The morning of Friday, July 8th, my songwriting partner Kay Hanley and I sat at my dining room table, shell-shocked, our cups of coffee going cold as we talked through what had happened earlier that week in a conference call with attorneys from the US Dept. of Justice. Not only was the requested relief from the ASCAP and BMI consent decrees unceremoniously denied, but it seemed like we were being punished for asking in the first place with an additional ruling/regulation called “100 percent licensing.”
Kay and I founded our advocacy organization, SONA (Songwriters of North America), in Spring 2015 because of the consent decrees. I mean, when you find out that the government regulates your small songwriting business more strictly than it does, say, pharmaceutical companies, it’s pretty shocking. Without getting too detailed on what consent decrees are, here’s the basics:
- They are anti-trust measures imposed on our performance rights organizations (PROs), ASCAP and BMI
- They were put in place long before I was born
- They have not been modified to allow for fair remuneration from digital streaming services.
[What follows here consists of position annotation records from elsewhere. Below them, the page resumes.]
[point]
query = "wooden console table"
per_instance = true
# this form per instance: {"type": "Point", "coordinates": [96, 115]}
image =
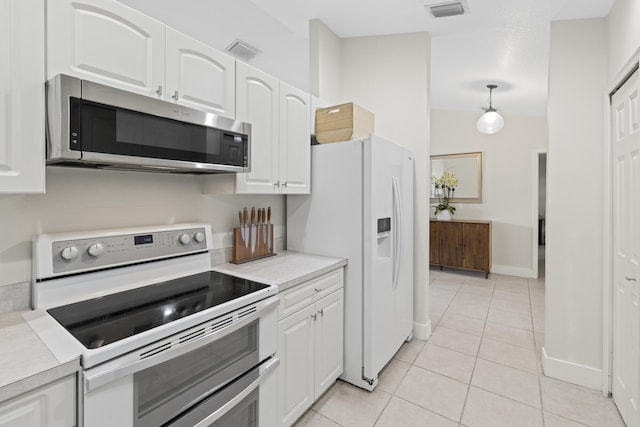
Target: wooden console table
{"type": "Point", "coordinates": [461, 244]}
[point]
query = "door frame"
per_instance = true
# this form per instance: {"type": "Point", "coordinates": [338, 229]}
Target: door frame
{"type": "Point", "coordinates": [535, 206]}
{"type": "Point", "coordinates": [607, 240]}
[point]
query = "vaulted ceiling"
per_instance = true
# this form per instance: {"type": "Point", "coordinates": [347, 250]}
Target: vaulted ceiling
{"type": "Point", "coordinates": [504, 42]}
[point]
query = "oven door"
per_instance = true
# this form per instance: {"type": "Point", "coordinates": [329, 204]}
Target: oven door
{"type": "Point", "coordinates": [250, 401]}
{"type": "Point", "coordinates": [154, 385]}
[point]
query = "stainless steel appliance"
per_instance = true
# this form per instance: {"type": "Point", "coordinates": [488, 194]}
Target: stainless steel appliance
{"type": "Point", "coordinates": [163, 339]}
{"type": "Point", "coordinates": [93, 125]}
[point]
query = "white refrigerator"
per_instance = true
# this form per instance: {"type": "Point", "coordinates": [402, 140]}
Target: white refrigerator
{"type": "Point", "coordinates": [361, 208]}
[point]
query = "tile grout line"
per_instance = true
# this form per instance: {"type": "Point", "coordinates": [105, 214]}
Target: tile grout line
{"type": "Point", "coordinates": [466, 398]}
{"type": "Point", "coordinates": [539, 368]}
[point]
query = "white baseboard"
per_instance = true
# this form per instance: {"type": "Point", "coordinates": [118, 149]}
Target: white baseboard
{"type": "Point", "coordinates": [508, 270]}
{"type": "Point", "coordinates": [422, 331]}
{"type": "Point", "coordinates": [575, 373]}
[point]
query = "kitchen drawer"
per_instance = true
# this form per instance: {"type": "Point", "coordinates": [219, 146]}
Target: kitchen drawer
{"type": "Point", "coordinates": [309, 292]}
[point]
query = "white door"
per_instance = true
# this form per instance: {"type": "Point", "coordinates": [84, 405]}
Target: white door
{"type": "Point", "coordinates": [380, 249]}
{"type": "Point", "coordinates": [329, 344]}
{"type": "Point", "coordinates": [200, 76]}
{"type": "Point", "coordinates": [626, 243]}
{"type": "Point", "coordinates": [296, 341]}
{"type": "Point", "coordinates": [106, 42]}
{"type": "Point", "coordinates": [257, 102]}
{"type": "Point", "coordinates": [295, 140]}
{"type": "Point", "coordinates": [22, 124]}
{"type": "Point", "coordinates": [51, 406]}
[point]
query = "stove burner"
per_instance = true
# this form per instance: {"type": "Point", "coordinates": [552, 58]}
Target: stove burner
{"type": "Point", "coordinates": [101, 321]}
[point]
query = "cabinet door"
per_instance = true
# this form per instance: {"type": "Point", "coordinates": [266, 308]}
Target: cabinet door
{"type": "Point", "coordinates": [296, 339]}
{"type": "Point", "coordinates": [476, 246]}
{"type": "Point", "coordinates": [257, 102]}
{"type": "Point", "coordinates": [107, 42]}
{"type": "Point", "coordinates": [50, 406]}
{"type": "Point", "coordinates": [200, 76]}
{"type": "Point", "coordinates": [451, 244]}
{"type": "Point", "coordinates": [434, 242]}
{"type": "Point", "coordinates": [295, 140]}
{"type": "Point", "coordinates": [22, 101]}
{"type": "Point", "coordinates": [329, 344]}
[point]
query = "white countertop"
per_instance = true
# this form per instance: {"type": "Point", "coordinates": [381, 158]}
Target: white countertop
{"type": "Point", "coordinates": [27, 363]}
{"type": "Point", "coordinates": [285, 270]}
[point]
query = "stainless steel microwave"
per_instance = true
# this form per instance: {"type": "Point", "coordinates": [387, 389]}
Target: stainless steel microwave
{"type": "Point", "coordinates": [93, 125]}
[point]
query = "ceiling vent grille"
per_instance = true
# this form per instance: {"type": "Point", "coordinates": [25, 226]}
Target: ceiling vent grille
{"type": "Point", "coordinates": [242, 50]}
{"type": "Point", "coordinates": [447, 9]}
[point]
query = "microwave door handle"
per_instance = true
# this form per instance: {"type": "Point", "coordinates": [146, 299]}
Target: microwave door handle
{"type": "Point", "coordinates": [111, 371]}
{"type": "Point", "coordinates": [237, 398]}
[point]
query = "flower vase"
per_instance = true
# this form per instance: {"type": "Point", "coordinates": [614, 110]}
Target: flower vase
{"type": "Point", "coordinates": [444, 215]}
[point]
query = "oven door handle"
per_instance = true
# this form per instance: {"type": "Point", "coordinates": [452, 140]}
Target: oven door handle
{"type": "Point", "coordinates": [238, 396]}
{"type": "Point", "coordinates": [132, 363]}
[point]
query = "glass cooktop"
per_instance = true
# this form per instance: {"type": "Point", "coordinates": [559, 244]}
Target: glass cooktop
{"type": "Point", "coordinates": [101, 321]}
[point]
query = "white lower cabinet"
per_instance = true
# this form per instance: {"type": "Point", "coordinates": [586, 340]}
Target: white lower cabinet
{"type": "Point", "coordinates": [53, 405]}
{"type": "Point", "coordinates": [310, 346]}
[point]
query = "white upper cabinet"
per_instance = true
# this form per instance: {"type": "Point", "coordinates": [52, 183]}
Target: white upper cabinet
{"type": "Point", "coordinates": [199, 76]}
{"type": "Point", "coordinates": [257, 102]}
{"type": "Point", "coordinates": [22, 123]}
{"type": "Point", "coordinates": [106, 42]}
{"type": "Point", "coordinates": [295, 140]}
{"type": "Point", "coordinates": [280, 130]}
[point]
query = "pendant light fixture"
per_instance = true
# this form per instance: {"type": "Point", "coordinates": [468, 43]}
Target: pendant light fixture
{"type": "Point", "coordinates": [490, 122]}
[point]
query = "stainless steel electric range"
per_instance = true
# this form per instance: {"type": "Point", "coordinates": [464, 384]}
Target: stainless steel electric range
{"type": "Point", "coordinates": [163, 340]}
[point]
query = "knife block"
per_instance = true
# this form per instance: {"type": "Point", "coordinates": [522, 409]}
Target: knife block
{"type": "Point", "coordinates": [252, 242]}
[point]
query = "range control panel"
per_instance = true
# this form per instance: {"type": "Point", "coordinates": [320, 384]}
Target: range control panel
{"type": "Point", "coordinates": [107, 250]}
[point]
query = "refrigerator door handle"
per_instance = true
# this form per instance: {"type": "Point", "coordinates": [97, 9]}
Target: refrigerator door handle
{"type": "Point", "coordinates": [397, 235]}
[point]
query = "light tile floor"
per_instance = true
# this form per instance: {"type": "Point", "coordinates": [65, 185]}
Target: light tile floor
{"type": "Point", "coordinates": [480, 368]}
In layman’s terms – right now, the songwriters are getting CRUSHED by minuscule streaming rates, mostly because of these things.
As a result of so many songwriters feeling the squeeze of the consent decrees’ regulations, SONA joined other songwriter organizations, publishers, and our PRO’s to ask the DoJ for relief, for protection, for fairness. We asked for very reasonable modifications to the decrees. And after all the meetings and phone calls — plus entreaties for mercy that fell JUST short of begging — their answer was essentially this: “No. And f–k you for asking.”